II. Difference-in-Differences: What it is and what it isn’t.
DiD is a powerful econometric method used to assess the causal impact of a treatment or intervention by exploiting variations in both time and policy changes (often referred to as “treatment”) across different groups. This approach has gained widespread popularity in empirical research, particularly in economics, to evaluate the effectiveness of policies, programs, or other interventions. The essence of DiD lies in comparing the changes in outcome variables of interest (e.g., price) over time between a group that is exposed to the change in policy and a control group that is not (e.g., comparing different groups of consumers, different firms, different geographic regions). It gets its name “difference-in-differences” because it essentially combines two types of variation: a before-and-after analysis while simultaneously providing a counterfactual by comparing an affected and an unaffected group.
The key advantage of DiD is its ability to control for time-invariant unobservable factors that may influence the outcome of interest. By differencing out the common time trends between the groups that are and are not affected by a policy change (i.e., “treatment” and “control” groups), DiD isolates the treatment effect by focusing on the differential changes in outcomes that occur after the introduction of the treatment.
To implement DiD, researchers and practitioners typically observe outcomes (variables of interest) for both the treatment and control groups before and after the change in policy is introduced.

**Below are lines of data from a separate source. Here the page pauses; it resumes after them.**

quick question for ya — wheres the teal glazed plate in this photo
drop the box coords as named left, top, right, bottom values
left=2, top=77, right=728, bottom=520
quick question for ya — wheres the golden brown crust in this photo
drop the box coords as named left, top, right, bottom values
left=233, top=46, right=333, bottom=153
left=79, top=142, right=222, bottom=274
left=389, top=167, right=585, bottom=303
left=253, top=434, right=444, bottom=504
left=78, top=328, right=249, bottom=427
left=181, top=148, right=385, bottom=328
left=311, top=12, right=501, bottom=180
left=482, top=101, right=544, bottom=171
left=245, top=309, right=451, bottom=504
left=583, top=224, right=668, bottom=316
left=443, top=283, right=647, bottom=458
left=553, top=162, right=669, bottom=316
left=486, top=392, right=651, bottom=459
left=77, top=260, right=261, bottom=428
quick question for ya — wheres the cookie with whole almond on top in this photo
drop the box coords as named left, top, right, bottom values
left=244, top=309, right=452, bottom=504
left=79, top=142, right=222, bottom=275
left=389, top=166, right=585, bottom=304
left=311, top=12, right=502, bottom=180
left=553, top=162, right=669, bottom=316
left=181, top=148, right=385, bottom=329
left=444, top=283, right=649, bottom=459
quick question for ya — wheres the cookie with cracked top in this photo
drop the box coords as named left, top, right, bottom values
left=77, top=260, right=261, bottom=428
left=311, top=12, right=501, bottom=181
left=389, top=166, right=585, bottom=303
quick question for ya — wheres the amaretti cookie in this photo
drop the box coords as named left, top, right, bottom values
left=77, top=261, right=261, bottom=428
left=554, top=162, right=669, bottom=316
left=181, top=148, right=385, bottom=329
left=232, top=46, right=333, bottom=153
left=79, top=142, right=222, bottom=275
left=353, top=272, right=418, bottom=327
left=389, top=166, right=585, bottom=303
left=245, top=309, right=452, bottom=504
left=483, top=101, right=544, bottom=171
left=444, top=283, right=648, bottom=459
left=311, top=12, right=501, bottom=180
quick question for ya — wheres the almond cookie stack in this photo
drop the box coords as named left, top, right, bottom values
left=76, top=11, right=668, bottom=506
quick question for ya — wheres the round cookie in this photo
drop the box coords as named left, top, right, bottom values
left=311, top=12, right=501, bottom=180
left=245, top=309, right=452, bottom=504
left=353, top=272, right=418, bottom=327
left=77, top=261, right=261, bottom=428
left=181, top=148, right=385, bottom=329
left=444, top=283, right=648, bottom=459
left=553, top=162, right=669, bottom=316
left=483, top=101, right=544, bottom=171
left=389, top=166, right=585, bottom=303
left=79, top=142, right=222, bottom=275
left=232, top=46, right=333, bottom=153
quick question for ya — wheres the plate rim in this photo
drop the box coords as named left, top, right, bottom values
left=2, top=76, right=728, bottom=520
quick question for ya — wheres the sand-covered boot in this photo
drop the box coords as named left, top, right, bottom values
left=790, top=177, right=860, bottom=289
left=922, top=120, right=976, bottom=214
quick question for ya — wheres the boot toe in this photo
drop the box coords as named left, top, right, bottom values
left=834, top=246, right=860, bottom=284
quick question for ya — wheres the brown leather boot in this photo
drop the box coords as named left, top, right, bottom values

The difference in the average outcomes between the treatment and control groups before the treatment serves as a baseline. Then, the difference in the average outcomes after the treatment is subtracted. The resulting estimate represents the causal effect of the treatment, and it is often referred to as treatment effect.
DiD is versatile and applicable in various settings. For instance, in evaluating the impact of a policy change, researchers might compare employment rates, income levels, or other relevant outcomes before and after the policy implementation between regions or groups affected by the policy and those not affected. The DiD methodology has also been implemented in antitrust court in various settings. In merger analysis, for example, DiD has often been implemented to estimate retroactively the impact of past consolidations to inform future policy. In current Merger Guidelines, it is also previewed the use of historical data on similar transactions to inform analysis on current filings, as shown in the excerpt below:
The Agencies may look for historical events to assess the presence and substantiality of direct competition between the merging firms. For example, the Agencies may examine the competitive impact of recent relevant mergers, entry, expansion, or exit events.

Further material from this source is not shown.